Toha berhenti dan menoleh saat mendengar seseorang memanggilnya. Siapa lagi kalau bukan Barga.“Butuh bantuan?” tanya Barga begitu tiba dan melihat Toha kerepotan membawa setumpuk buku gambar.
“Aku bisa sendiri, kok. Terimakasih,” tolak Toha sopan. Meski kedua tangannya cukup kebas memeluk tumpukan buku gambar itu.
“Berikan saja sebagian padaku,” paksa Barga sambil memindahkan setengah tumpukan itu ke tangannya. “Mau taruh di mana?”
“Bagaimana dengan muridmu?” tanya Toha saat sadar ada sekelompok siswi di tepi lapangan sedang mengamati mereka sambil saling berbisik. Beberapa yang lain sibuk melambungkan bola voli ke udara. “Kau tinggal begitu saja?”
“Nggak apa ditinggal bentar. Lagian, aku sudah suruh mereka latihan passing atas dulu sebelum penilaian,” sahut Barga tak ambil pusing.

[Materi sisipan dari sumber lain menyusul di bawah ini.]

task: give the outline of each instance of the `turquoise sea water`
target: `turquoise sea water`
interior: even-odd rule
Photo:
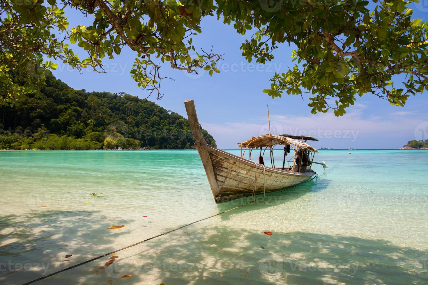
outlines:
[[[320,150],[315,161],[330,166],[314,165],[316,179],[117,252],[105,269],[111,256],[35,284],[428,282],[428,151]],[[1,284],[251,199],[216,204],[195,150],[1,151],[0,162]]]

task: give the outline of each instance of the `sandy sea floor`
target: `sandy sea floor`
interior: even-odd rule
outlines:
[[[35,284],[428,283],[428,151],[352,152],[321,150],[330,167],[314,166],[316,179]],[[0,161],[1,284],[250,199],[216,204],[195,150],[7,151]]]

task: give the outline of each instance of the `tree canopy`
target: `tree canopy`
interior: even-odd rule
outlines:
[[[125,93],[76,90],[51,76],[18,105],[0,107],[0,129],[7,130],[0,132],[0,149],[183,149],[195,142],[188,121],[177,113]]]
[[[309,93],[312,113],[334,109],[337,116],[365,93],[403,106],[410,95],[428,90],[428,24],[412,18],[410,3],[0,0],[0,103],[13,104],[39,87],[44,71],[56,68],[51,59],[103,72],[103,59],[125,46],[136,53],[134,80],[158,99],[161,62],[189,73],[219,72],[221,53],[196,51],[191,38],[202,32],[202,18],[216,14],[238,32],[252,34],[241,47],[249,61],[265,63],[287,43],[297,46],[291,55],[295,66],[275,74],[263,90],[273,98]],[[64,9],[70,8],[93,15],[92,24],[69,28]],[[75,55],[68,41],[88,57]],[[393,82],[400,74],[406,76],[404,88]]]

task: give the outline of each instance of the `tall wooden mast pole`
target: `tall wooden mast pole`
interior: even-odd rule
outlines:
[[[270,119],[269,116],[269,104],[267,104],[266,106],[268,106],[268,121],[269,122],[269,134],[271,135],[272,134],[270,133]]]

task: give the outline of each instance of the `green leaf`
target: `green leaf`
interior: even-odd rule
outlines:
[[[276,33],[281,29],[281,21],[276,16],[274,16],[273,18],[270,20],[269,24],[269,29],[272,33]]]

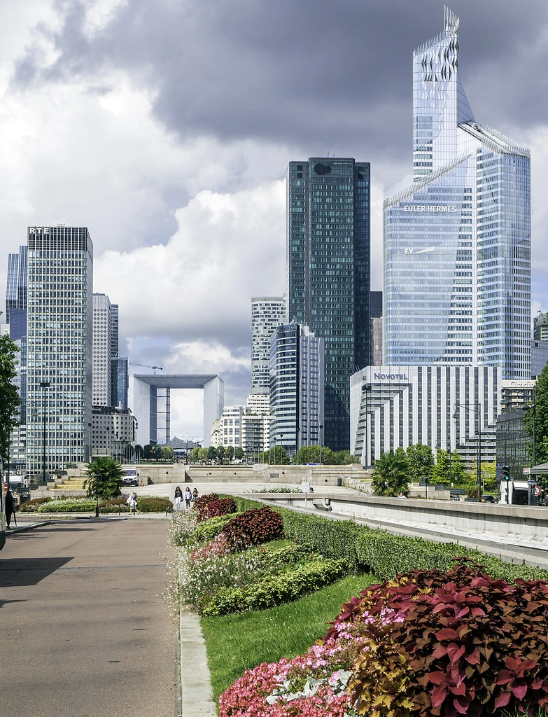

Toha cukup risih ketika melihat penampilan kasual Barga. Satu keuntungan bagi guru olahraga, mereka tidak terikat aturan seragam dinas saat sedang mengajar di luar kelas.
Sosok Barga dalam balutan kaus oblong dan celana training serta peluit bertali yang mengalung di leher menambah kesan gagah dan jantan.
Toha menahan napas dan segera melengos dengan pipi merona kala mata tanpa sengaja menangkap gerakan di selangkangan Barga.
Oh, tuhan. Toha pasti sudah salah lihat.
“Toha?” panggil Barga sambil menaruh punggung tangan di dahi Toha. “Kamu demam? Mukamu memerah.”
Toha segera menepis tangan Barga. “Aku sehat, kok. Dan ... yeah, kau bisa taruh di mejaku. Maaf sudah merepotkan.”
“Beres, kau tenang saja.”
Mereka pun melangkah beriringan menuju ruang guru. Toha tertegun kala mendadak Barga menyodorkan sekuntum bunga pandorea.
"Kau tidak berubah, Barga. Masih sama seperti lima belas tahun lalu," cetus Toha sambil menggeleng.
"Pun dirimu yang selalu menolak bungaku. Tidakkah kau tahu, penolakanmu berdampak buruk bagi kesehatan mentalku?"
"Bukan kau saja. Aku pun sama," tukas Toha agak ketus. "Asal kau tahu, dulu kepsek sempat menegur keras diriku karena aksi pemetikan liarmu sampai bikin semua bunga di pot tanaman hias sekolah gundul."
"Semua akan menjadi kenangan indah kalau saja kau terima bunga pertamaku, Toha."
"Tahu apa kau soal cinta?" tanya Toha dengan nada sinis. "Kencing belum lurus sudah kepengin kawin aja."
Barga mendengus. "Jadi sekarang kau bersedia? Kencingku sudah lurus, kok. Bahkan bisa tegak lurus kalau sedang memikirkanmu."
Toha memutar bola mata bosan. "Oh ... lupakan saja."
"Butuh bukti? Aku bisa tunjukkan sekarang kalau kau mau," goda Barga sambil tersenyum puas melihat reaksi kaget Toha.
Toha mengumpat tanpa sadar ketika melihat sebentuk tenda di selangkangan Barga.